Of all the stupid, underpaying jobs that I’ve had after college, working for a clickbait site was probably the best. While it only paid $12 a list and a list took about 90 minutes to put together, I could at least do it from home and not deal with crazy Bay Area people. And what’s more, I could split the working time in half if I worked with my brother.

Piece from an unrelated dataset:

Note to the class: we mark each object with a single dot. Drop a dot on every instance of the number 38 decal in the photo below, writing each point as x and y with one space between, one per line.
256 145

At the end of that first day, we looked at what all we’d accomplished and hung up our keyboards. We were tired, and frustrated by constantly negotiating our works with group of editors who grew increasingly wary of our tendency to snipe primo topics and ruin them with over-the-top verbiage, and who constantly warned us to stay on the straight and narrow in fear that we would offend the religious/moral/slavering-celeberity-worship desires of their financial backers and audience, and who were just generally committed to telling us to stop fucking up their lame linkbait site. And not only were our efforts to undermine and mock their jobs unappreciated, it was really boring work. It’s mind-numbing to look through thousands of Ryan Gosling pictures and find 15 that are different enough to warrant a Top 15 of the guy.
It’s been a couple years and lolzparade.com has gone through the inevitable series of transformations that all internet companies do, splitting some of its content across mylikes.com and/or likes.com, and deleting a number of our top 20 lists. It’s hard to say exactly what happened/what’s left, as lolzparade wasn’t that interested in publishing the authorship of its lists, which makes figuring out which of literally hundreds of “Ryan Gosling Hottest Pics” google results is ours a matter of remembering an exact phrase we used in a caption.
Actually, the same problem extended to remembering the name of lolzparade itself:
(20:57:56) cleaverdarkness: do you have links to our buzzfeed articles?
(16:18:29) ebimcdonalds: i might have them in an email
(16:18:36) ebimcdonalds: what was the site called?
(16:18:37) cleaverdarkness: k
(16:18:39) cleaverdarkness: idk
(16:18:41) ebimcdonalds: it was something really stupid
(16:18:46) ebimcdonalds: like iheartmemes or something
(16:18:51) ebimcdonalds: or lollists
(16:18:58) ebimcdonalds: lolmemes?
(16:19:03) cleaverdarkness: that sounds right
(16:22:51) ebimcdonalds: memeparty?
(16:23:00) cleaverdarkness: sure
(16:30:11) ebimcdonalds: memetown?
(16:38:06) ebimcdonalds: do you remember any key phrases or wordings?
(16:38:12) ebimcdonalds: i can’t remember anything here
(16:38:59) cleaverdarkness: nope
(17:01:28) ebimcdonalds: ryan gosling baby duck?
The following are the few that survived. I remember our “Top 20 Faces of James Franco” and “Hottest Kate Uptons” (nee “Sexiest Kate Uptons”, lest the investors be offended by the statement that Kate Upton’s sexualized body is sexy) being a couple of our other more successful lists. If you should happen across these while navigating your own personal clickbait hell, drop us a line. We’d love to see them again.
Picture credits go to whoever we poached the images from, text by us.
15 Cutest Ryan Gosling Pics
Nicki Minaj: Fashion Icon or Disaster
15 Most Hilarious Dilbert Strips
I should note that this list was the last we did, where we were so desperate to stop that we just took the first 15 random Dilberts from dilbert.com and captioned them with whatever the first person to speak said. I mean, after “fuck”, “shit”, “fart” or “what the fuck is this.”